BEIR/SciFact (5,183 docs, 300 queries)

Engine Latency Recall@10 NDCG@10 QPS
vajra 0.14ms 78.9% 67.0% 7,133
bm25s 0.18ms 77.4% 66.2% 5,512
tantivy 0.28ms 72.5% 60.0% 3,539

Wikipedia/200K (200,000 docs, 500 queries)

Engine Latency Recall@10 NDCG@10 QPS
vajra 0.89ms 44.4% 35.1% 1,125
bm25s 1.08ms 44.6% 35.2% 925
tantivy 6.68ms 45.6% 36.4% 150

Wikipedia/500K (500,000 docs, 500 queries)

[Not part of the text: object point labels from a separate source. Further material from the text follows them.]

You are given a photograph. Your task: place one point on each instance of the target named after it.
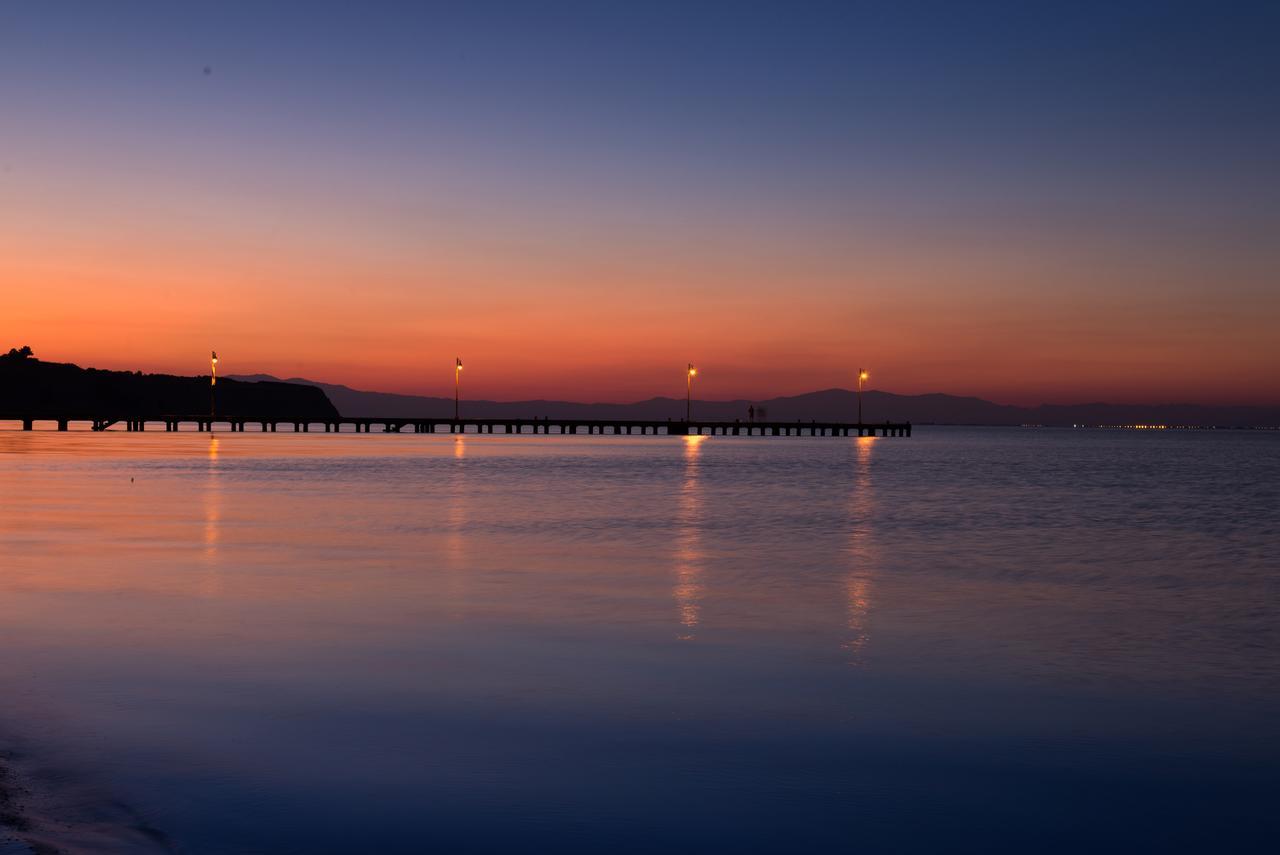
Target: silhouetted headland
(823, 406)
(31, 387)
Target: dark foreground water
(970, 640)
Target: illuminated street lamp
(689, 392)
(457, 382)
(862, 378)
(213, 382)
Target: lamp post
(457, 382)
(689, 392)
(213, 384)
(862, 378)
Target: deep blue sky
(1041, 158)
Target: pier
(497, 426)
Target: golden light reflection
(688, 590)
(211, 581)
(859, 581)
(457, 515)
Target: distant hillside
(828, 405)
(32, 387)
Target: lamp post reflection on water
(213, 388)
(862, 378)
(457, 382)
(689, 392)
(688, 589)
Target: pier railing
(498, 426)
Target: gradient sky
(1022, 201)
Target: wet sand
(46, 813)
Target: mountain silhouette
(827, 405)
(33, 387)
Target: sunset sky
(1069, 202)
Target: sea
(969, 640)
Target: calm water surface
(967, 640)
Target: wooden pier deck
(497, 426)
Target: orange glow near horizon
(767, 312)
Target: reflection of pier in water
(689, 554)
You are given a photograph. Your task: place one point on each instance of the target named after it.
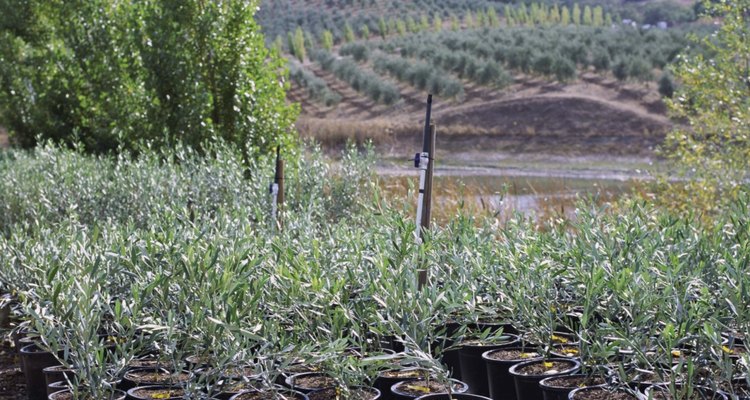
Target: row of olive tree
(317, 89)
(554, 51)
(347, 70)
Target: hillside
(516, 78)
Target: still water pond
(505, 194)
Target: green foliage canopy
(111, 74)
(714, 150)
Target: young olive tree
(713, 97)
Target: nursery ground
(12, 386)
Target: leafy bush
(116, 74)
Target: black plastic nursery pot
(332, 393)
(454, 396)
(498, 362)
(230, 387)
(641, 379)
(386, 379)
(57, 373)
(57, 386)
(260, 395)
(34, 361)
(738, 389)
(310, 381)
(66, 394)
(155, 392)
(473, 369)
(5, 315)
(411, 389)
(603, 392)
(527, 375)
(661, 392)
(294, 369)
(153, 377)
(559, 387)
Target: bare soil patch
(594, 115)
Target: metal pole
(277, 191)
(423, 161)
(427, 207)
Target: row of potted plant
(204, 275)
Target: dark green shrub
(359, 51)
(620, 69)
(666, 85)
(112, 74)
(565, 70)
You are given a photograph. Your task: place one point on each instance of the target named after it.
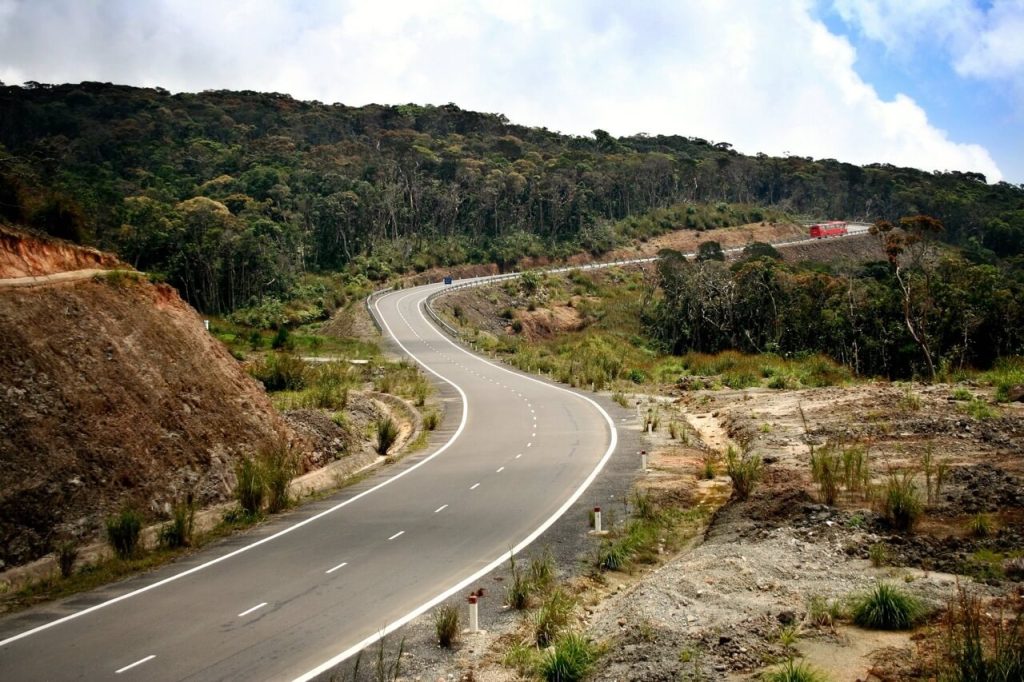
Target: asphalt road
(304, 596)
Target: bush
(67, 555)
(886, 607)
(250, 485)
(387, 433)
(972, 655)
(446, 625)
(744, 470)
(123, 533)
(518, 591)
(552, 616)
(279, 467)
(178, 531)
(981, 525)
(542, 570)
(825, 470)
(569, 659)
(281, 372)
(901, 503)
(794, 672)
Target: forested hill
(232, 195)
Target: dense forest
(231, 196)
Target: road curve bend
(296, 598)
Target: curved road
(292, 604)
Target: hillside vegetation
(235, 196)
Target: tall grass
(552, 616)
(249, 488)
(886, 607)
(279, 467)
(446, 625)
(123, 531)
(67, 555)
(795, 672)
(744, 469)
(178, 531)
(570, 658)
(1008, 373)
(826, 467)
(387, 433)
(980, 647)
(901, 504)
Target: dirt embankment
(111, 392)
(24, 255)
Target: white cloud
(983, 43)
(767, 77)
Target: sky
(933, 84)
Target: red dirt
(111, 392)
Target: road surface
(291, 604)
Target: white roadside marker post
(474, 614)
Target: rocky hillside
(112, 392)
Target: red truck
(830, 228)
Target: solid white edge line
(250, 610)
(137, 663)
(423, 608)
(284, 531)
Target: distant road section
(295, 599)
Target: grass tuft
(901, 503)
(794, 672)
(387, 433)
(886, 607)
(123, 533)
(446, 625)
(745, 471)
(570, 658)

Engine Latency Recall@10 NDCG@10 QPS
vajra 1.89ms 49.6% 36.7% 529
bm25s 2.45ms 49.8% 37.1% 409
tantivy 5.52ms 51.6% 38.3% 181

Wikipedia/1M (1,000,000 docs, 500 queries)

Engine Build Time Latency Recall@10 NDCG@10 QPS
vajra 17.0 min 3.40ms 45.6% 36.3% 294
bm25s 11.3 min 5.44ms 45.8% 36.7% 184

Key observations:

  • Vajra is ~1.3-1.6x faster than BM25S on single queries across corpus sizes
  • Sub-4ms latency even at 1M documents
  • Competitive accuracy: within 1% NDCG of BM25S
  • Optimized index building with per-document array concatenation

Caching for Production Workloads

For production systems with repeated queries, Vajra includes built-in LRU caching:

Scenario Typical Latency Explanation
First query (cold) 0.14-3.5ms Full BM25 computation (scales with corpus)
Repeated query (cached) ~0.001ms LRU cache hit, near-instant

Enable caching by setting cache_size (default: 1000):

engine = VajraSearchOptimized(corpus, cache_size=1000)

How Vajra Achieves Performance

  1. Eager Score Matrix: Pre-computes BM25 term-document scores at index time
  2. Sparse Matrices: Avoids computation on ~99% zeros in the term-document matrix
  3. Vectorized NumPy/SciPy: Uses SIMD instructions for batch scoring
  4. Numba JIT: Optional compiled scoring loops for additional speedup
  5. LRU Caching: Optional query result caching for repeated queries

For detailed benchmark methodology and results, see docs/benchmarks.md.

Running Benchmarks

The benchmark system includes progress display, automatic file output, and index caching to avoid expensive rebuilds.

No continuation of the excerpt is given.